A winner could be announced within hours of the polls closing at 5 p.m. Brazilian time (2000 GMT).
If no candidate wins more than half of the votes, barring blank and tainted ballots, the top two finishers go to an Oct. 30 runoff, prolonging the tense campaign season.
Bolsonaro has threatened to contest the outcome of the vote after making baseless allegations of fraud, accusing electoral authorities of plotting against him and suggesting the military conduct a parallel count, which they refused.
A crucial Lula win on Sunday could lessen the chances of a tumultuous transition.
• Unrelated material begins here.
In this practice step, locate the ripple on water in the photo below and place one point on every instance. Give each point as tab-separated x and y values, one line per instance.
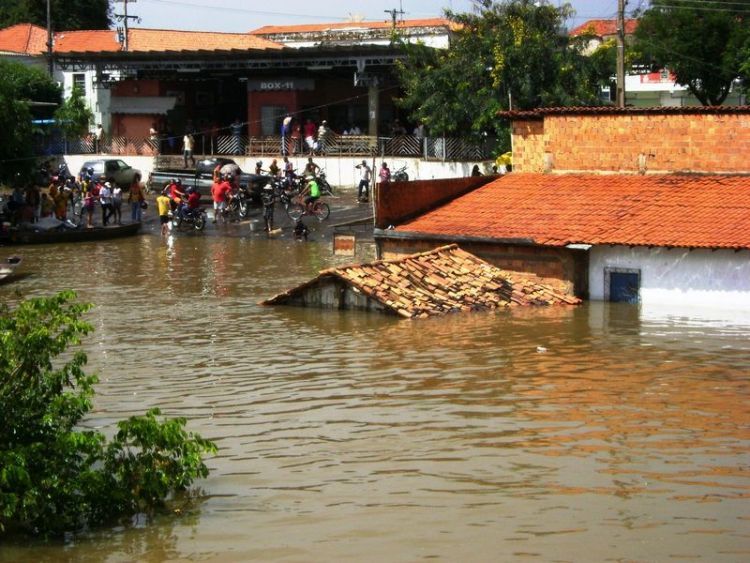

Critics of Bolsonaro say another month of his attacks on the democratic process could spark social unrest like the 2021 attack on the US Capitol by supporters of former President Donald Trump.
Bolsonaro says he will respect the election result if the voting is “clean and transparent” without defining any criteria.
Brazilians also vote for all 513 members of the lower chamber of Congress, a third of the 81 members of the Senate and the state governors and legislatures on Sunday.
Although Lula is leading the presidential race, the conservative coalition behind Bolsonaro is expected to retain a majority in both houses of Congress. That could pose challenges for the left to govern a country with rising hunger, high unemployment and an uneven recovery from the COVID-19 pandemic.
Lula and Bolsonaro have both promised more generous welfare spending next year, increasing pressure on the federal budget and prompting both to seek alternatives to current spending rules.
The newly created autonomy of Brazil’s central bank and Lula’s choice of a centrist former rival as a running mate have reassured some investors that he would not trigger a disruptive rupture in economic policy.
Lula has vowed to make a sharp departure from Bolsonaro’s environmental policies after deforestation in the Amazon rainforest hit a 15-year high. Lula has pledged to fight logging, step up protection of the biome and local tribes, and make Brazil a protagonist in climate diplomacy.
As in previous elections, the Brazilian military was mobilized to increase security at some 477,000 polling stations, using electronic voting machines that allow the national elections authority (TSE) to quickly compile results.
Following Bolsonaro’s criticism of Brazil’s electoral systems, the TSE invited a record number of foreign election observers, including first-time US observer missions to the Carter Center and the International Foundation for Electoral Systems (IFES).